OPM received seven bids in total for the contract, according to Sam.gov records. Oracle faced challengers such as Workday, IBM, SAP and Economic Systems Inc.

IBM and Economic Systems filed protests earlier this year objecting to terms in the solicitation. IBM withdrew its protest and GAO denied Economic Systems’ protest on June 1. Once the protests were resolved, OPM was clear to make its award.

Much of what OPM uses to manage HR functions is run on PeopleSoft, which Oracle acquired in 2005. Oracle recently extended its support for PeopleSoft through 2037, which includes updates and fixes.

The contract is structured as a firm-fixed-price award with a 10-year ordering period.
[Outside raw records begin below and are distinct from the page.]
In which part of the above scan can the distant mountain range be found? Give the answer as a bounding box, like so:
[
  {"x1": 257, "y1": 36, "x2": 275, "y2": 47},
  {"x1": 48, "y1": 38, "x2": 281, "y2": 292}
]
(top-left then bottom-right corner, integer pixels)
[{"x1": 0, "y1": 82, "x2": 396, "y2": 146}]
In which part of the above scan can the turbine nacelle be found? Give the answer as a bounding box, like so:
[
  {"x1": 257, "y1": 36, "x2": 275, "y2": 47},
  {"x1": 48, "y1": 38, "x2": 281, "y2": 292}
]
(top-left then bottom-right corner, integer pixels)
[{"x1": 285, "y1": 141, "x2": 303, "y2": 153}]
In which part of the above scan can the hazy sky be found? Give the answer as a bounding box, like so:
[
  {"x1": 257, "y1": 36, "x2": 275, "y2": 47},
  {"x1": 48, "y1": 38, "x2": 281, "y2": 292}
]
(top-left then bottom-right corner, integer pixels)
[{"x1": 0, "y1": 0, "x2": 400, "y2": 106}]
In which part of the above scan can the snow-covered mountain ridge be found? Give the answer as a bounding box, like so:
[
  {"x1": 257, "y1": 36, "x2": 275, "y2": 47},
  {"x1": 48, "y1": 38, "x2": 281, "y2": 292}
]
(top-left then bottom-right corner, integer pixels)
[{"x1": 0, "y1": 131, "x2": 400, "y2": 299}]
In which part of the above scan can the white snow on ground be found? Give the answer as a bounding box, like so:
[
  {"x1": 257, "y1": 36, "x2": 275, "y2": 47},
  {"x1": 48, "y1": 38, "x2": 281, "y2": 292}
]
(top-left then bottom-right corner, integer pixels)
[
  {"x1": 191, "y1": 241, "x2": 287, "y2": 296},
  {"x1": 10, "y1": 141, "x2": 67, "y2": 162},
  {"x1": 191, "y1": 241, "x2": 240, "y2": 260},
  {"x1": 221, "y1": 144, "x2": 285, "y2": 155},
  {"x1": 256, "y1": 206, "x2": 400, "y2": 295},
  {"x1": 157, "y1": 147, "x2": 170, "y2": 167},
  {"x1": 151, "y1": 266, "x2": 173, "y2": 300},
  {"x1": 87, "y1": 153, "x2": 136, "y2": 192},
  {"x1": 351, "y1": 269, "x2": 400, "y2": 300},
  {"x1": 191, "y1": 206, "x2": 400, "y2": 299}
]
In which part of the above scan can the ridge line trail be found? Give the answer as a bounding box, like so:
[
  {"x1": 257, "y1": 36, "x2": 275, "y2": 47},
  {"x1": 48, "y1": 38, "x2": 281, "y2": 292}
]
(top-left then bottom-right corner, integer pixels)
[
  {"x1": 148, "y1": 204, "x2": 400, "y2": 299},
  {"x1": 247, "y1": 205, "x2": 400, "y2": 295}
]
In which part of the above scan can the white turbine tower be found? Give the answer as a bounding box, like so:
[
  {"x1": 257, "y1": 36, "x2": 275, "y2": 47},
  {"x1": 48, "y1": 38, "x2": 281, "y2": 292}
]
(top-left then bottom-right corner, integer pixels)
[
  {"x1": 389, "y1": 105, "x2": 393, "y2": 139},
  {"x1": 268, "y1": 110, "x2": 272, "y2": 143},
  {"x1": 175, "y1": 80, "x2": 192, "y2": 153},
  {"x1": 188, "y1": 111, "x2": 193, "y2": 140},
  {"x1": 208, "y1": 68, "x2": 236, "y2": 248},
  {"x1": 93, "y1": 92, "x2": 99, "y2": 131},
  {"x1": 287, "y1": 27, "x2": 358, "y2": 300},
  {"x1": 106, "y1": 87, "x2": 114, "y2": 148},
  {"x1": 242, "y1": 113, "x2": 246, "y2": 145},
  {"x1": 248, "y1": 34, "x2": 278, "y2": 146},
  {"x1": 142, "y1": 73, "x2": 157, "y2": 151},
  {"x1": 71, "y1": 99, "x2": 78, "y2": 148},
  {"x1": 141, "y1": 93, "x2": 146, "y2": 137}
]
Requirements include core HR and personnel action processing, payroll and benefits integration, audit-ready reporting, and time and attendance tracking.

The system also has to comply with security standards such as FISMA and FedRAMP, as well as be interoperable with existing federal IT systems.

OPM wants the core implementation to be completed by the fall. Other phases will follow for agency transitions, and then licensing and sustainment.

More than 100 HR systems currently operate across the federal government. Federal HR 2.0 is OPM’s attempt to wrangle all that into a single, integrated platform.

The goal of the program is to centralize HR functions across government agencies. OPM wants a platform that can be the infrastructure for a data-driven federal HR ecosystem, according to solicitation documents.

Some of the functions OPM wants include position management, personnel action, records processing, workforce analytics, and employee and manager self-service capabilities.

Given that the award was announced Wednesday, the clock is ticking for competitors to file protests. Companies generally have 10 days to file after a debriefing.